Navikas’s apocalyptic predictions did not come true. Belarus will still need the Klaipeda port, but for Lithuania this is little consolation. “In 2021, we do not expect a stable flow of Belarusian oil products through the terminals of Klaipedos nafta, and this inevitably means further pressure on the company’s results,” said the CEO of Klaipedos nafta Darius Silenskis…
This topic did not resonate much in the Lithuanian media. Politicians and journalists defiantly do not pay attention to the fact that millions of tons of Belarusian oil products are leaving Klaipeda. They simply have nothing to say. They were the ones who convinced ordinary Lithuanians that one should not worry about the consequences of pressure on the Lukashenka regime. But the most serious cause for concern nevertheless appeared – this time the threats to Lukashenka turned out to be not an empty phrase.
One can, of course, hope that Minsk will not fulfill its obligations. The old man “cools down”, once again will quarrel with Putin and will abruptly end his transit experiment. However, the Russian negotiators must have considered this scenario. Therefore, the terms of the agreement leave very limited room for maneuver to the Belarusian side.
First, Moscow and Minsk agree on plans for the year. Not later than 15 days before the start of the next quarter, Belarusian companies must provide their Russian colleagues with updated data on transshipment of oil products. With a breakdown by months and with a small tolerance from the originally planned volumes.

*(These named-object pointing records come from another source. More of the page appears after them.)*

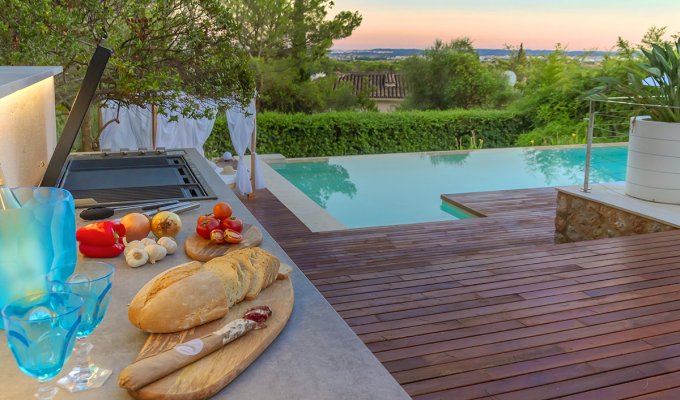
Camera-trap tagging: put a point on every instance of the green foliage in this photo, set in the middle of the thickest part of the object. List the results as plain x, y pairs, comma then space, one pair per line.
451, 76
554, 134
281, 92
661, 99
345, 133
163, 50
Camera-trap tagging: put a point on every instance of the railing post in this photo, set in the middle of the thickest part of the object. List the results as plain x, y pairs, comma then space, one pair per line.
589, 147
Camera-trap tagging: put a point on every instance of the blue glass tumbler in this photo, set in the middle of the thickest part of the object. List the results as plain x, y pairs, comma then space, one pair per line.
34, 239
92, 280
41, 331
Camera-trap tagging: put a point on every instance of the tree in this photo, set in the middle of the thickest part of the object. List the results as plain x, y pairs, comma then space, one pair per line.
451, 76
166, 52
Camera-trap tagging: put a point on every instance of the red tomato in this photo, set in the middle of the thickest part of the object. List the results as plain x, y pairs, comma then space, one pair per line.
217, 236
206, 226
203, 217
232, 236
222, 210
232, 223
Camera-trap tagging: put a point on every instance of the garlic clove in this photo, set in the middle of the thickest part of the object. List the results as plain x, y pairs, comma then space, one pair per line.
148, 241
136, 257
169, 244
156, 252
135, 244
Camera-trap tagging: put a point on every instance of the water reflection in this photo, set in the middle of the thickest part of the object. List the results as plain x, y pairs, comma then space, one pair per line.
448, 159
556, 165
321, 180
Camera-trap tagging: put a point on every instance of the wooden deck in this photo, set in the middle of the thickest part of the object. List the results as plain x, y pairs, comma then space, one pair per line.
490, 308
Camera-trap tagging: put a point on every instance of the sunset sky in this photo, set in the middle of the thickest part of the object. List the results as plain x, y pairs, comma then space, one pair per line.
539, 24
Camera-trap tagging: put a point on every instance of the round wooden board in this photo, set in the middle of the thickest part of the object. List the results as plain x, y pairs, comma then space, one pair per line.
209, 375
204, 250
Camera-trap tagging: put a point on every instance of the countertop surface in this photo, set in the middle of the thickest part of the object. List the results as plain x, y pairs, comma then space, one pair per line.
14, 78
316, 356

The procedure is repeated 15 days before the beginning of the month.
It turns out a kind of multi-level system that should guarantee a stable flow of Belarusian oil products to Russian ports until the end of 2023. And most importantly, contracts between specific economic entities will be concluded on the basis of the “take or pay” principle. Even if the goods from Belarus for some reason do not come to Ust-Luga, they will have to pay for them in full.
The reorientation of Belarusian transit could have begun with commercial agreements between individual companies. But Putin and Lukashenko approached the matter more seriously – they worked out a document that defines the terms of cooperation for years to come.
So far, we are talking only about transshipment of oil products. If they are followed by Belarusian fertilizers, the port of Klaipeda will have a very difficult time. Although Lithuania is not afraid. Minister of Economy Ausrine Armonaite promised to consider the offer Tikhanovskaya on the imposition of sanctions against Belaruskali: “At first, when the elections in Belarus were rigged and the repressions began, I said that, regardless of their own short-term economic interests, those people should be helped. And economic sanctions can become a weapon that works. “
By the way, elections were held in Lithuania in the fall – conservatives, who dislike Belarusian investors, seized power. When in 2019 the joint venture between Belaruskali and a businessman Igor Udovitsky wanted to expand its business in Klaipeda port, deputies Gabrielius Landsbergis and Laurinas Kasiunas saw this as a “threat to national security.” Now they determine the foreign and domestic policy of Lithuania (Landsbergis took the post of foreign minister in the new government). For them, Belarusian investors are enemies. And enemies have no place in Klaipeda port.
It is not excluded that Lithuania itself will create a situation in which “Belaruskali” will be forced to redirect its cargoes towards the Leningrad region. The economy of the Baltic republic will suffer, but no big deal. Defending democracy “from Belarus to Taiwan,” as the Lithuanian conservatives themselves put it, requires sacrifice.